Contentment on the other hand........
.
Language is such a rubbery thing it is difficult to reach consensus on our terminology. Is happiness a momentary glow or can it be sustained? Is there some sort of emotional spectrum where placidity precedes contentment which then rises to happiness and reaches the heights of delight and then to exaltation or do these states exist independent of each other? Must one be dissatisfied before one can be satisfied? It’s hard to be clear.
jmac, interesting. i know if our parents project their own self-frustration and even self-hatred onto us, we grow up questing for their approvals by trying to achieve that impossible perfect "otherness" that dooms us to self-estrangement, loss of faith in our own unique sacred being, and to taking on a "false personality" with others out of our resignation that our real selves will be ultimately rejected and abandoned. perfectionism is a real curse. who was it who said anything worth doing is worth doing badly? so many of us have trouble making our way through the learning curve of being a vulnerable beginner that we don't ever seriously attempt things we have wistfully dreamed of. we don't have the self-acceptance and self-nurturance and even patience to take those necessary baby steps to mastery. i see people mock people struggling with English as a second or third language with little empathy and respect, and yet how many of us know or actively try to use more than one language? A self-help book I once read asks how many of us treat ourselves like a roommate we don't like? I think that is why zen is so appealing. detachment from the ego, letting go of the struggle and going with simple mindfulness of the present moment is grounding and centering. something not so simple for some, like me. Focusing on the breathing helps and calling on the serenity prayer at times. Re-parenting one's inner child with acceptance and patience is not always easy but is key to serenity. :)

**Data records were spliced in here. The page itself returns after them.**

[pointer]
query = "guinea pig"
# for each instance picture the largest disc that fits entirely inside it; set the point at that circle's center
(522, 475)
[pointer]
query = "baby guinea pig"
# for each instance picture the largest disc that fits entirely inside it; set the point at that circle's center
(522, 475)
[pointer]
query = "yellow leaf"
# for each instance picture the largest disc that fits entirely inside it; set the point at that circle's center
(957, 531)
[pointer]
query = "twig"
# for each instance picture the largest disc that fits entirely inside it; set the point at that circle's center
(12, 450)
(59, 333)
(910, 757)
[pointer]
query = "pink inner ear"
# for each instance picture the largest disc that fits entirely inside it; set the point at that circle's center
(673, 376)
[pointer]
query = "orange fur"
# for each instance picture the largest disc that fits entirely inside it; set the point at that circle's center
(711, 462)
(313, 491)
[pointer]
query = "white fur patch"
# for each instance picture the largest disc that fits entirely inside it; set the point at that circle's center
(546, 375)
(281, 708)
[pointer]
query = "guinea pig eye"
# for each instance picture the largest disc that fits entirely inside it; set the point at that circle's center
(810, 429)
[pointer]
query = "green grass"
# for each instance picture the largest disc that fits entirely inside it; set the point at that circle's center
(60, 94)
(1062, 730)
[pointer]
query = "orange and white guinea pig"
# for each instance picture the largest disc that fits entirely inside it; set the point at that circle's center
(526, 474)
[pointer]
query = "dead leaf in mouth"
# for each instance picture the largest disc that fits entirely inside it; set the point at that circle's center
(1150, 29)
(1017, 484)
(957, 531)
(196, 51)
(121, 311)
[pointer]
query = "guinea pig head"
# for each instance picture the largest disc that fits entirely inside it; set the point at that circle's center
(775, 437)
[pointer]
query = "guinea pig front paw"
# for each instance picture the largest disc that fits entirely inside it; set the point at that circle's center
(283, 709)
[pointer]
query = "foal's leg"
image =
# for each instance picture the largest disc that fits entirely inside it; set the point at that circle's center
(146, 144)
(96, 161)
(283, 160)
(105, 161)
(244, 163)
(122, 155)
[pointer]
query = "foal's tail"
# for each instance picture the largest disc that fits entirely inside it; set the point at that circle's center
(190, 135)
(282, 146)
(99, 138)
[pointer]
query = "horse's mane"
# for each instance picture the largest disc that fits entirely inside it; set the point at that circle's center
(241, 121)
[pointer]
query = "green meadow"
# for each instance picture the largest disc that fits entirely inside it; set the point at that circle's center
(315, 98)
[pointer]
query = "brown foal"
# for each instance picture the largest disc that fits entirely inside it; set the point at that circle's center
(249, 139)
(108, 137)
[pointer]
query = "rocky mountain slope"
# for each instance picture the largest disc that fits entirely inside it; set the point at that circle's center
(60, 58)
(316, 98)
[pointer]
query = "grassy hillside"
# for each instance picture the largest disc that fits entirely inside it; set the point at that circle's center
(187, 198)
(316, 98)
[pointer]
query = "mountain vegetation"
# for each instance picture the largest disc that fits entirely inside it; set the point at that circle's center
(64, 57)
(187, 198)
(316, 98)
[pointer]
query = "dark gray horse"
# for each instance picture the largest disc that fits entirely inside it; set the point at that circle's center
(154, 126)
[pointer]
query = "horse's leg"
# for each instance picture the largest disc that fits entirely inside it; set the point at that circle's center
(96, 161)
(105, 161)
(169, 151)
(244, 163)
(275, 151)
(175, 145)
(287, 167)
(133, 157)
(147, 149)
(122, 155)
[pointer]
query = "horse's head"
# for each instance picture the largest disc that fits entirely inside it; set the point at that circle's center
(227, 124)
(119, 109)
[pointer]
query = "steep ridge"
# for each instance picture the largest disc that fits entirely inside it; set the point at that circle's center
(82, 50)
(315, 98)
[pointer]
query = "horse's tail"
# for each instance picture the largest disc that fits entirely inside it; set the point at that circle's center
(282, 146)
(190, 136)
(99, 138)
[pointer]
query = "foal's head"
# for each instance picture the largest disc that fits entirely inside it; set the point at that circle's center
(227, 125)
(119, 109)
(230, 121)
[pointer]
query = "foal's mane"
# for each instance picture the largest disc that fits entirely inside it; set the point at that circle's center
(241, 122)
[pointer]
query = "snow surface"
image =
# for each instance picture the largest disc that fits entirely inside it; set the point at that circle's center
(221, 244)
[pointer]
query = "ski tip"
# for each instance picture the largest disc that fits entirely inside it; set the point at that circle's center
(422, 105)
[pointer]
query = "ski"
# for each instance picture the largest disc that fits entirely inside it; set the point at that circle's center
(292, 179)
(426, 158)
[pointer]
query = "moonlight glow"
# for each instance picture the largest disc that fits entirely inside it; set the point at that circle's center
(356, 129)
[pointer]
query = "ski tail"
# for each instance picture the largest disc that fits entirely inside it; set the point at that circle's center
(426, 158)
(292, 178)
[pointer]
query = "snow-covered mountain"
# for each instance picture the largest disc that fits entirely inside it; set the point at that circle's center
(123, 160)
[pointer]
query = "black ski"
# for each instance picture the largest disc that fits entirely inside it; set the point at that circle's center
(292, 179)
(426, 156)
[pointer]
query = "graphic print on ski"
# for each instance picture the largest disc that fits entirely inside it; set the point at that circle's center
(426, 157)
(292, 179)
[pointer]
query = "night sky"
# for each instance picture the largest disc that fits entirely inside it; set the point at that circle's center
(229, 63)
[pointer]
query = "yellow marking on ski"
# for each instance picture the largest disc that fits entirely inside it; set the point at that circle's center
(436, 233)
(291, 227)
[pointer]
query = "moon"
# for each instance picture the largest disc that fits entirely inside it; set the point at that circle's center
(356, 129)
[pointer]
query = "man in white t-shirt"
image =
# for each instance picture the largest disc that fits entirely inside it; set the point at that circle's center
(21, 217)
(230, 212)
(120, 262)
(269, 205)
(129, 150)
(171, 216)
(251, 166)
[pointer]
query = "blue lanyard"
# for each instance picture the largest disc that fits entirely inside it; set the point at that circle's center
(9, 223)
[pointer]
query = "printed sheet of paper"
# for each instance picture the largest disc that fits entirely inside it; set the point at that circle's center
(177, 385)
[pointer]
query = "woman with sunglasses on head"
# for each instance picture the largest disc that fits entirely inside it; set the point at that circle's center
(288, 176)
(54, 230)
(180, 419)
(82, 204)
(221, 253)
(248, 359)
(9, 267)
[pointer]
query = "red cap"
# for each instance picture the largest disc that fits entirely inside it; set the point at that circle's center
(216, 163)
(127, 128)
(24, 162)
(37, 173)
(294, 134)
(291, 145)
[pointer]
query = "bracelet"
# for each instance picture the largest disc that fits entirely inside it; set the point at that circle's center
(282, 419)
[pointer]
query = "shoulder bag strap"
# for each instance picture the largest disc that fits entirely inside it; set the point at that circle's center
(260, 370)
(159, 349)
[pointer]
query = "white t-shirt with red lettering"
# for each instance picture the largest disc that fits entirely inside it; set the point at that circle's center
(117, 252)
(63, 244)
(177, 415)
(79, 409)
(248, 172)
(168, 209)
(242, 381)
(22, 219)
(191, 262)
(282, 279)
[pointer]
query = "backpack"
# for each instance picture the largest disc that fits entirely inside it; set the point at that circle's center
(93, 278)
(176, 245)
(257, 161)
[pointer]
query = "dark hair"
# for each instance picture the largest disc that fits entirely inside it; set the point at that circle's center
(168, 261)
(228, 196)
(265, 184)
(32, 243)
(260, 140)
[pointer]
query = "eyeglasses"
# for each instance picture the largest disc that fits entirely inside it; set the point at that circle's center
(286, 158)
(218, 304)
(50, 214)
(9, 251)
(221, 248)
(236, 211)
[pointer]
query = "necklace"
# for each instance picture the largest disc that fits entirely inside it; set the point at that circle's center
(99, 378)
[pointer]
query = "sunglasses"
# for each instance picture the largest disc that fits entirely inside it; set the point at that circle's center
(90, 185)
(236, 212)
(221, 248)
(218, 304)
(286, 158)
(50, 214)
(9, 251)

sky and jan, Robert Frost once wrote a poem with the interesting title iirc: "Happiness Makes Up in Height For What It Lacks in Length".

Happiness is not hope, Jan? Maybe not but can happiness exist without hope? I like your yin/yang overview. If we didn't have to wear "tight shoes" ever, metaphorically speaking or otherwise, would we know the bliss of finally getting to remove them and wiggling our toes in relief?
thanks, bleue! my favorites are: the one about bearing the beams of love, excellence, letting the mud settle before the right action arises, the mountain decides who is to climb it, the buddha, and the dignity exercise. i'm gonna try that one this week, too, and see how it goes! :)
Happiness comes from within not without.
The pot of gold is not found at the end of the rainbow but along the way.
I loved everyone of these, but I was touched most by Sheila Graham's.
rated with love
Mission, well said. Your pot of gold quote reminds me of the one about how life is a journey and not a destination! Very zen of you.

RP, your awesome poetic creations certainly coincide with the strength and spirit of that Graham quote! Reminds me of you, indeed!